Platinum acetylacetonate (Pt(acac)2, 97%) was purchased from Acros Organics and used as received. Iron pentacarbonyl (Fe(CO)5, 99%), hexadecane-1,2-diol (90%), oleyl amine (80–90%), oleic acid (70%), dioctyl ether (90%), 1-octadecene (90%), 3-mercaptopropionic (3-MPA, 97%), pyrrole (Py, reagent grade, 98%), polyvinyl alcohol (PVA, Mw: 9000–10,000), ammonium persulfate ((NH4)2S2O8, 98%), sodium dodecyl sulfate (SDS), potassium ferrocyanide, hydrochloric acid, and 3-(4,5-dimethylthiazol-2-yl)-2,5-diphenyltetrazolium bromide (MTT) were purchased from Sigma-Aldrich and used as received during experiments. Cellular staining reagents including trypan blue, propidium iodide (PI), and Hoechst 33342 were also purchased from Sigma-Aldrich. Dulbecco’s modified Eagle’s medium (DMEM), fetal bovine serum (FBS), penicillin, streptomycin, 1× trypsin, and phosphate-buffered saline (PBS) were purchased from HyClone (South Logan, UT, USA). Distilled water (DI) was used for all experiments.
Synthesis of FePt@PPy NPs
The synthesis of FePt@PPy NPs was performed through three steps which were described in Scheme 1.

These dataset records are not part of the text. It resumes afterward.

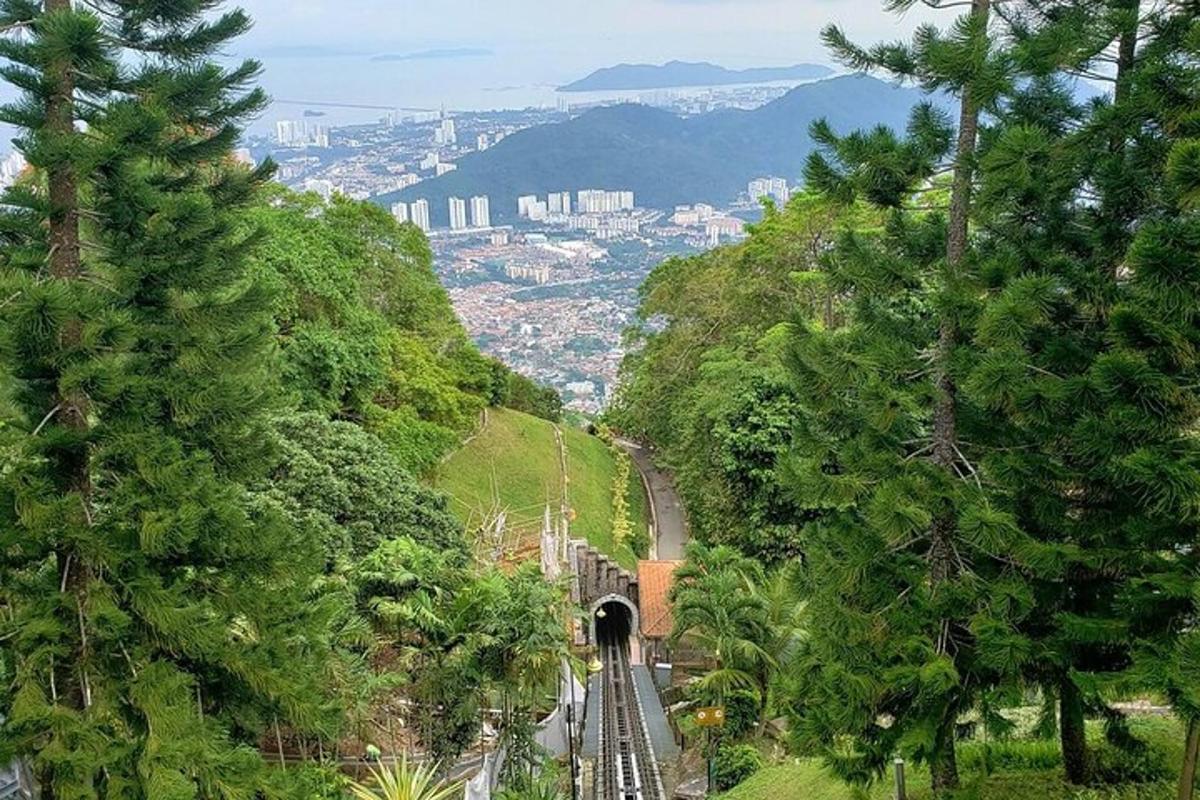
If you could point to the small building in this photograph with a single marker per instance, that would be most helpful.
(654, 582)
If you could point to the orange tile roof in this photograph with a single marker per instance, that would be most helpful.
(654, 579)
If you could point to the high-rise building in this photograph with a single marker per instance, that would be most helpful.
(480, 214)
(325, 188)
(457, 214)
(523, 204)
(420, 215)
(772, 187)
(289, 132)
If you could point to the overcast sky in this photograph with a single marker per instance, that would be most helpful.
(741, 32)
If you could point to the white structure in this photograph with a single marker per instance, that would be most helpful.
(325, 188)
(480, 214)
(457, 214)
(600, 202)
(291, 132)
(559, 203)
(772, 187)
(420, 215)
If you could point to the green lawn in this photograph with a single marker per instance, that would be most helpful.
(514, 465)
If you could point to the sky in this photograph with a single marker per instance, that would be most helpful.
(495, 54)
(739, 32)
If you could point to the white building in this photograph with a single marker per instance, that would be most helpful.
(523, 204)
(457, 214)
(480, 214)
(559, 203)
(772, 187)
(291, 132)
(420, 215)
(325, 188)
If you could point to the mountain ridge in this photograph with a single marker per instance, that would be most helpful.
(675, 74)
(666, 160)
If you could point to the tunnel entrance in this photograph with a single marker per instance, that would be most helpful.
(613, 618)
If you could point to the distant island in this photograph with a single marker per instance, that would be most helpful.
(436, 55)
(689, 73)
(664, 158)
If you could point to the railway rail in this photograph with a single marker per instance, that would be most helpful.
(628, 768)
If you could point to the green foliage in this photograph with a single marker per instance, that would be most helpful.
(346, 483)
(156, 618)
(367, 332)
(707, 389)
(405, 781)
(742, 708)
(733, 764)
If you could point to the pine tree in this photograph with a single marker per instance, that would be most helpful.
(156, 618)
(1086, 347)
(886, 453)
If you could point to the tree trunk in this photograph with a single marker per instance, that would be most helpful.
(1072, 733)
(943, 561)
(1191, 756)
(945, 768)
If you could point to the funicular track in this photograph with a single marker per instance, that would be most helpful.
(628, 768)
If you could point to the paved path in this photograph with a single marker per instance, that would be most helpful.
(665, 505)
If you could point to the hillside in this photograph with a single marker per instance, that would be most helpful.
(514, 465)
(664, 158)
(689, 73)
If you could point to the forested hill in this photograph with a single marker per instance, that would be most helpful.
(369, 334)
(664, 158)
(711, 389)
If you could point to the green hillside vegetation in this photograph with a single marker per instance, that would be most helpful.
(514, 465)
(1000, 770)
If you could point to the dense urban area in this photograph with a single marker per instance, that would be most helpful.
(484, 416)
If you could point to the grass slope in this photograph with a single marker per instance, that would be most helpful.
(514, 465)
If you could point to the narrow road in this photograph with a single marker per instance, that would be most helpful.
(666, 510)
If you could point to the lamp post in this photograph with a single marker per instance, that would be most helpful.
(570, 733)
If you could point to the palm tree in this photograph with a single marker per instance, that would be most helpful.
(718, 606)
(406, 781)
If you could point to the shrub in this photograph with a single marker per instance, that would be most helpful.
(1011, 756)
(733, 764)
(1138, 764)
(741, 710)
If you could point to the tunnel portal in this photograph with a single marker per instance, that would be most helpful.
(613, 618)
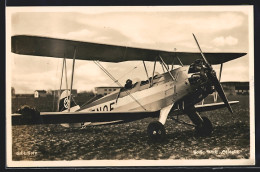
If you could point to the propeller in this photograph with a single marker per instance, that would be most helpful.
(213, 78)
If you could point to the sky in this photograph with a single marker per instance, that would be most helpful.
(164, 29)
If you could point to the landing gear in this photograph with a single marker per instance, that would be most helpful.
(206, 128)
(156, 131)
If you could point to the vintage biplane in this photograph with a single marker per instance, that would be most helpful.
(176, 91)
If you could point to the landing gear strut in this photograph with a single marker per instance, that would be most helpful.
(206, 128)
(156, 131)
(203, 126)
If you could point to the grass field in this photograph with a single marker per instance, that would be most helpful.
(230, 139)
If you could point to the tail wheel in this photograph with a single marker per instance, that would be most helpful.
(206, 128)
(156, 131)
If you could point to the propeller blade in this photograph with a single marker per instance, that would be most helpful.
(213, 78)
(204, 58)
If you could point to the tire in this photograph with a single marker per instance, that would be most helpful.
(156, 131)
(206, 128)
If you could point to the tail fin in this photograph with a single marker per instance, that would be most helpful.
(64, 102)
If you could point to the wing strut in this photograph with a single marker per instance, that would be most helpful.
(147, 74)
(116, 81)
(72, 74)
(153, 70)
(220, 72)
(167, 69)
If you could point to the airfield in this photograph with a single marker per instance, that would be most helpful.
(230, 139)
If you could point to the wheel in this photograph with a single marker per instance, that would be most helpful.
(156, 131)
(206, 128)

Step 1—Synthesis of Hydrophobic FePt NPs
The synthesis of hydrophobic FePt NPs was done according to the reported scheme . In short, 97-mg Pt(acac)2, 4-mL dioctyl ether, 66-μL Fe(CO)5, 195-mg 1,2-hexadecandiol, 100-μL oleyl amine, and 100-μL oleic acid were loaded into a 50-mL three-neck round-bottom flask. The reaction mixture was heated to 240 °C with a heating rate of 15 °C/min under Argon gas. After 30 min, the product was cooled to room temperature. The FePt NPs were collected by centrifugation (15,000 rpm, 30 min) and washed several times with hexane. The final nanoparticle solution was stored in hexane.
Step 2—Ligand Exchange
The ligands on the surface of hydrophobic FePt NPs were exchanged with 3-Mercaptopropionic acid (3-MPA) as reported in articles . Moreover, 1 mL of 3-MPA and 1 mL of cyclohexanone were loaded in a centrifuge tube, and then, 0.5 mL of hydrophobic FePt NPs dispersed in hexane (~ 10 mg) was added to the above solution and shaken by using a vortex. After 30 min, the FePt NPs started precipitating, and all nanoparticles precipitated after 1 h. The hydrophilic FePt NPs were collected by centrifugation (3500 rpm, 5 min). The product was washed with cyclohexanone, ethanol, and acetone, respectively. Finally, the hydrophilic FePt NPs diluted in DI with the addition of NaOH.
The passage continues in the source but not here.